Fast forward to their predecessors today – who have donned the famous red, white and blue jersey – the two former Manu Samoa players say there is a big difference between their time and today.
Toelupe said the current crop of players look fit and strong but aren’t delivering the results when out on the field during tournaments.
"Rugby builds men, builds character. You are taught respect, team work, decision making, communication skills, self discipline. You build lifelong relationships with individuals from all walks of life. It's been frustrating to watch and I haven't followed for a long time,” he said. “The silly mistakes, the missed tackles and just knowing the team is much much better than what you're witnessing is just frustrating. The current team looks fit and strong, but it's a totally different breed. You see the hairstyles, you see the sign celebrations when scoring a try, you see the social media posts.”
The structure of the play and the predictability of Manu Samoa’s game plan also frustrates Toelupe, as he says during their time it was different and they played free-flowing rugby.

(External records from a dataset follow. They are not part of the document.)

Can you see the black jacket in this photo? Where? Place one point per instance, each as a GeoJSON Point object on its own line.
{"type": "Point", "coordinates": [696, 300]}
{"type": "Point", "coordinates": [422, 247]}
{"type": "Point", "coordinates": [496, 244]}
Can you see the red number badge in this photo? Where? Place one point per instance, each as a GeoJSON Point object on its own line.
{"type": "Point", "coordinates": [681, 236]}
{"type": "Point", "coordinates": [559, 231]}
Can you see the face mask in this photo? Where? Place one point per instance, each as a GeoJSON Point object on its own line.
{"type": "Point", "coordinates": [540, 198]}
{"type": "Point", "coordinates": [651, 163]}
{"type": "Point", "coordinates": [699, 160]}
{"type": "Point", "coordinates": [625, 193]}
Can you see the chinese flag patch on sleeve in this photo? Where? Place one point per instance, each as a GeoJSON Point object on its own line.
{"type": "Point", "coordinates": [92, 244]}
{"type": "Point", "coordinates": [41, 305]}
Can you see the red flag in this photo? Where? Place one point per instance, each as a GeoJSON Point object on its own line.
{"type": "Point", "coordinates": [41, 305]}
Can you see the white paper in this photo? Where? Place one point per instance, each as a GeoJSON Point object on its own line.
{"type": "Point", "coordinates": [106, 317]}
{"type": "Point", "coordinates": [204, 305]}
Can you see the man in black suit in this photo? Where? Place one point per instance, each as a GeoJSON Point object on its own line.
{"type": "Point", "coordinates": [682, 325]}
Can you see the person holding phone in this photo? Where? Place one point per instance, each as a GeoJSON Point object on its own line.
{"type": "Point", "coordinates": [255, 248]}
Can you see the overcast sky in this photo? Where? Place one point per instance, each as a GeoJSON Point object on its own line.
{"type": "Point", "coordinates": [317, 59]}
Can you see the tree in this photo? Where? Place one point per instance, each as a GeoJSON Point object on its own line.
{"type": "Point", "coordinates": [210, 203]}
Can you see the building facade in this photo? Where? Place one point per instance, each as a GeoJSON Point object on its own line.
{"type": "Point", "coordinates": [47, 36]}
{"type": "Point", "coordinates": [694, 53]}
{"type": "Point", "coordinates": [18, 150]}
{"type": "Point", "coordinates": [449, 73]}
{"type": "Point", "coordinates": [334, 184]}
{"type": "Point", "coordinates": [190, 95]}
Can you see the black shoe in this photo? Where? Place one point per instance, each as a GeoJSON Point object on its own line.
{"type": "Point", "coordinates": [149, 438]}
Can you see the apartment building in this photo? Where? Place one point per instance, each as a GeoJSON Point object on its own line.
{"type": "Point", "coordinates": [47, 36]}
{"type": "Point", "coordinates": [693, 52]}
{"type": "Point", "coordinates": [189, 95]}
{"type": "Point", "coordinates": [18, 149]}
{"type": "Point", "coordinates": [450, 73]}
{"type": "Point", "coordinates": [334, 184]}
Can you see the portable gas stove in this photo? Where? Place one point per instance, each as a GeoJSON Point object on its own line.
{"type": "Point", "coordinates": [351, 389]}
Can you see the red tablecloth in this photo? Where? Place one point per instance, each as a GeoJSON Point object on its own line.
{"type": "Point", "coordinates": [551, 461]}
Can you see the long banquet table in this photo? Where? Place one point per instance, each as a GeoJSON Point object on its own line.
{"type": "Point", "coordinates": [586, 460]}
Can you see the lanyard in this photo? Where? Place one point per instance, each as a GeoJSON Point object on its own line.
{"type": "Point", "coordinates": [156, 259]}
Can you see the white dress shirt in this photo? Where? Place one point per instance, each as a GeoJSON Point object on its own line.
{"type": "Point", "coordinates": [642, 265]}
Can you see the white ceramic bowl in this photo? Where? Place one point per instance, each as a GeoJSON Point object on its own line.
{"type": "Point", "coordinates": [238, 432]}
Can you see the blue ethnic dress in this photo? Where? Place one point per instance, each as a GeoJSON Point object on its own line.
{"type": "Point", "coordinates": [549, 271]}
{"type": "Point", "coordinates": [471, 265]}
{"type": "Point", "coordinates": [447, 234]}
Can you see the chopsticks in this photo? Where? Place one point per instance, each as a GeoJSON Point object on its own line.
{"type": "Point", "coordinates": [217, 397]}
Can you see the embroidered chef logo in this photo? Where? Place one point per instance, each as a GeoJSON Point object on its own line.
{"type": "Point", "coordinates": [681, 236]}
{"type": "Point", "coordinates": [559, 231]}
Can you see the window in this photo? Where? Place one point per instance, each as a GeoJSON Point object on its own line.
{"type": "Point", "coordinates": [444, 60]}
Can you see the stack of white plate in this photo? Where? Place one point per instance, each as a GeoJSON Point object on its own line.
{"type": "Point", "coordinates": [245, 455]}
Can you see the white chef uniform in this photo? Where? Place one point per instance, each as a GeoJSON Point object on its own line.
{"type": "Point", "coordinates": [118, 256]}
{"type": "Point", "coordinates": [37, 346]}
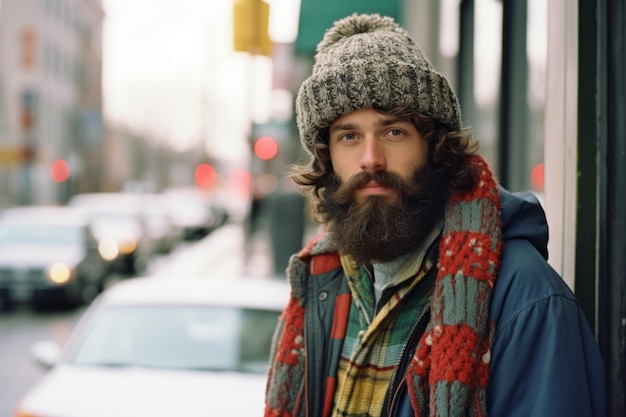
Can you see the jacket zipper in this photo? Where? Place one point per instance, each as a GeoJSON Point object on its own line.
{"type": "Point", "coordinates": [405, 358]}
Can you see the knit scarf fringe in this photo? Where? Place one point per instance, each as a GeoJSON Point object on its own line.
{"type": "Point", "coordinates": [449, 371]}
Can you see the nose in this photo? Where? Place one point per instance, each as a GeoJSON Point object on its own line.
{"type": "Point", "coordinates": [372, 156]}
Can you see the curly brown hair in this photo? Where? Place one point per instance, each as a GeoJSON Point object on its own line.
{"type": "Point", "coordinates": [449, 153]}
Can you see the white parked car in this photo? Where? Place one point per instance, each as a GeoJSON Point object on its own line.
{"type": "Point", "coordinates": [49, 256]}
{"type": "Point", "coordinates": [156, 346]}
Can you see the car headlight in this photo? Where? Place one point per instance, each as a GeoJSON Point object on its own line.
{"type": "Point", "coordinates": [59, 273]}
{"type": "Point", "coordinates": [108, 249]}
{"type": "Point", "coordinates": [128, 245]}
{"type": "Point", "coordinates": [22, 413]}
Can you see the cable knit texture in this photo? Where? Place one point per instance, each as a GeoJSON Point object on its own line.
{"type": "Point", "coordinates": [367, 61]}
{"type": "Point", "coordinates": [448, 374]}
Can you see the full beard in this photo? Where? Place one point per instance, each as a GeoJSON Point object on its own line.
{"type": "Point", "coordinates": [381, 229]}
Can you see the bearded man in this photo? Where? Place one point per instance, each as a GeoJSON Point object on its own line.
{"type": "Point", "coordinates": [428, 290]}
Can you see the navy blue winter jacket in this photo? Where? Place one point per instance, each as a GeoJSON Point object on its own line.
{"type": "Point", "coordinates": [545, 361]}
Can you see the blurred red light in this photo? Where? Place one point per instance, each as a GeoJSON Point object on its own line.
{"type": "Point", "coordinates": [266, 148]}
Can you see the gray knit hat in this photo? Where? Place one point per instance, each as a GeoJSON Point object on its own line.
{"type": "Point", "coordinates": [368, 61]}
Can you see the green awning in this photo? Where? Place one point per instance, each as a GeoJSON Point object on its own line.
{"type": "Point", "coordinates": [316, 16]}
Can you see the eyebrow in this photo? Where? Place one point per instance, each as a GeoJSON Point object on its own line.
{"type": "Point", "coordinates": [380, 123]}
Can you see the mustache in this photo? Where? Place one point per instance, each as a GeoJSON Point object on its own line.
{"type": "Point", "coordinates": [344, 191]}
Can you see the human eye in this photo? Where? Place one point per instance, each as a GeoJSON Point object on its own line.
{"type": "Point", "coordinates": [395, 133]}
{"type": "Point", "coordinates": [347, 137]}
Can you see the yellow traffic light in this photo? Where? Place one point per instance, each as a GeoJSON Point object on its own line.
{"type": "Point", "coordinates": [251, 27]}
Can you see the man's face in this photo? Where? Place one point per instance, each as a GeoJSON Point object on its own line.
{"type": "Point", "coordinates": [385, 198]}
{"type": "Point", "coordinates": [368, 141]}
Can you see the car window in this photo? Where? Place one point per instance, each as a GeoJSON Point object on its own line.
{"type": "Point", "coordinates": [190, 337]}
{"type": "Point", "coordinates": [40, 234]}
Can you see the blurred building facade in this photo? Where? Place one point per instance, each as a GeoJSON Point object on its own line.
{"type": "Point", "coordinates": [50, 98]}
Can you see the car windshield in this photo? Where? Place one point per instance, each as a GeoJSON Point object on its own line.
{"type": "Point", "coordinates": [39, 234]}
{"type": "Point", "coordinates": [191, 337]}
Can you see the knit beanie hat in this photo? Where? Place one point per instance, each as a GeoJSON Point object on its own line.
{"type": "Point", "coordinates": [368, 61]}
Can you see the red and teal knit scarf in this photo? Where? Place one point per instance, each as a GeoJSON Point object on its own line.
{"type": "Point", "coordinates": [449, 371]}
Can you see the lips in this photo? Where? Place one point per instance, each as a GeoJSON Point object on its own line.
{"type": "Point", "coordinates": [374, 187]}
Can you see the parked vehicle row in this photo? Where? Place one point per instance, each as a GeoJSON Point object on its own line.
{"type": "Point", "coordinates": [65, 254]}
{"type": "Point", "coordinates": [161, 346]}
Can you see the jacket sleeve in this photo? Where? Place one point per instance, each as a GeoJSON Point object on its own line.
{"type": "Point", "coordinates": [545, 361]}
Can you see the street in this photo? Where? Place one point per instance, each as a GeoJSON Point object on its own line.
{"type": "Point", "coordinates": [217, 256]}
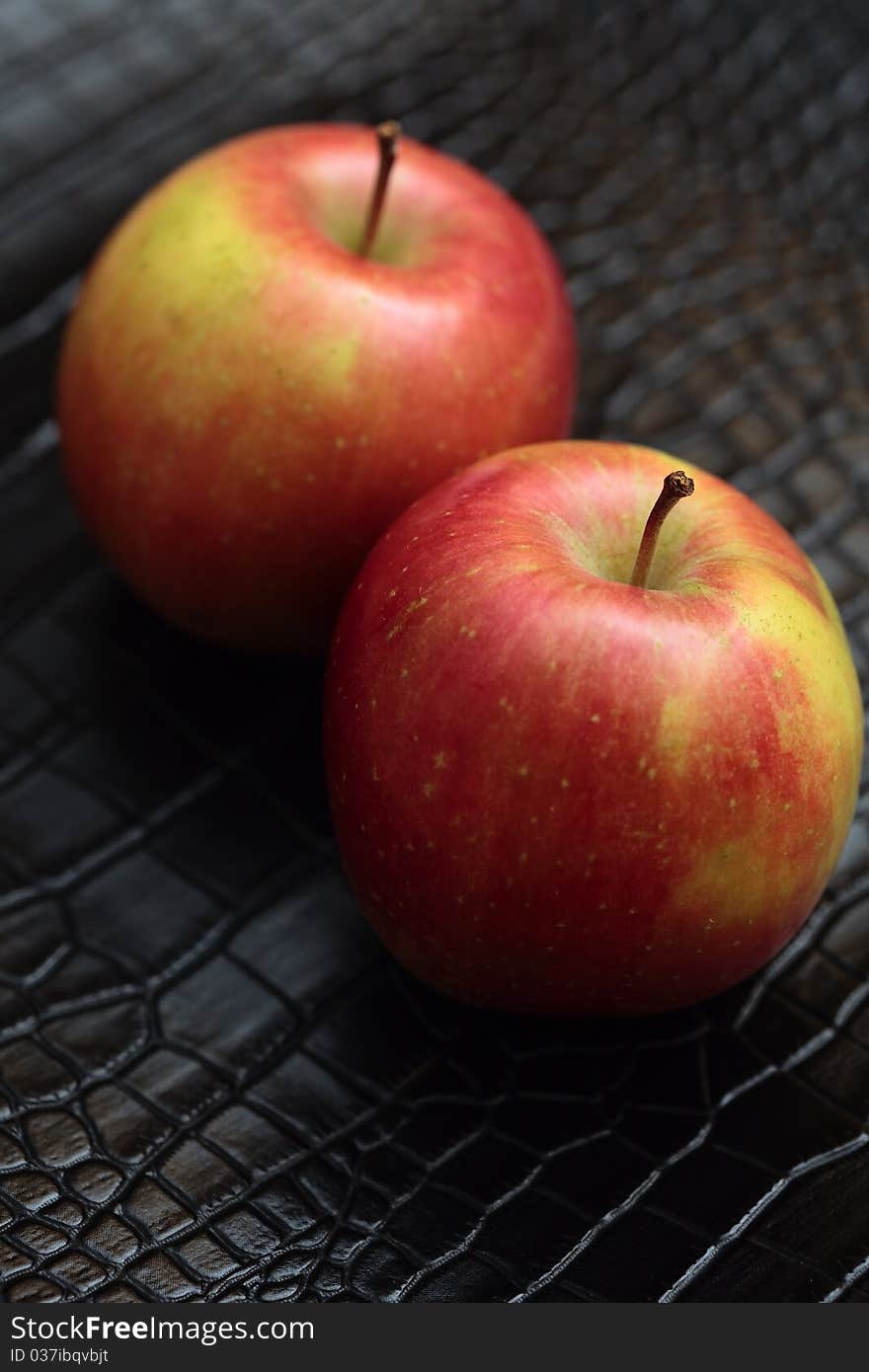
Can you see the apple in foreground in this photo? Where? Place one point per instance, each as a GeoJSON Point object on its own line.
{"type": "Point", "coordinates": [578, 769]}
{"type": "Point", "coordinates": [274, 355]}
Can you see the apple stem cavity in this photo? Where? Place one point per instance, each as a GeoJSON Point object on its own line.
{"type": "Point", "coordinates": [677, 485]}
{"type": "Point", "coordinates": [389, 133]}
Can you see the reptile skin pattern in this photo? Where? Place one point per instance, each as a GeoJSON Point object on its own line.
{"type": "Point", "coordinates": [213, 1082]}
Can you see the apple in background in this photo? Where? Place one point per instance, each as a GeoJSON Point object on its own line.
{"type": "Point", "coordinates": [556, 791]}
{"type": "Point", "coordinates": [272, 357]}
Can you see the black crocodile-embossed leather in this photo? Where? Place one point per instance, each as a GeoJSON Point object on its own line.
{"type": "Point", "coordinates": [213, 1084]}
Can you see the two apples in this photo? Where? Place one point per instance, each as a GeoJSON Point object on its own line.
{"type": "Point", "coordinates": [558, 787]}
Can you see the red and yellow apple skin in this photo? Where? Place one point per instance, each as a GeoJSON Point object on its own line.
{"type": "Point", "coordinates": [556, 792]}
{"type": "Point", "coordinates": [246, 404]}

"I also see the change in play. Our style looks more structured and very predictable. There's a free kick for example and we take our time to set up. By then the opposition would've already read what we're about to do,” he added.
“We were never like that. We win yards by surprising the opposition, by the quick plays, by playing free flowing rugby. I'm not sure why the change but it's certainly not working. I'm also not sure of all the complications when at times it looks like it's confusing the team more than the opposition.”
Levasa and other team members also share the same sentiments as Toelupe, they think the team is fit but they are just confused on what exactly is the issue.
They had a team rule back in the day called, "Sa le fai mea ita" which means they aren't allowed to do anything with hatred, they believe is what kept them together and made their team successful.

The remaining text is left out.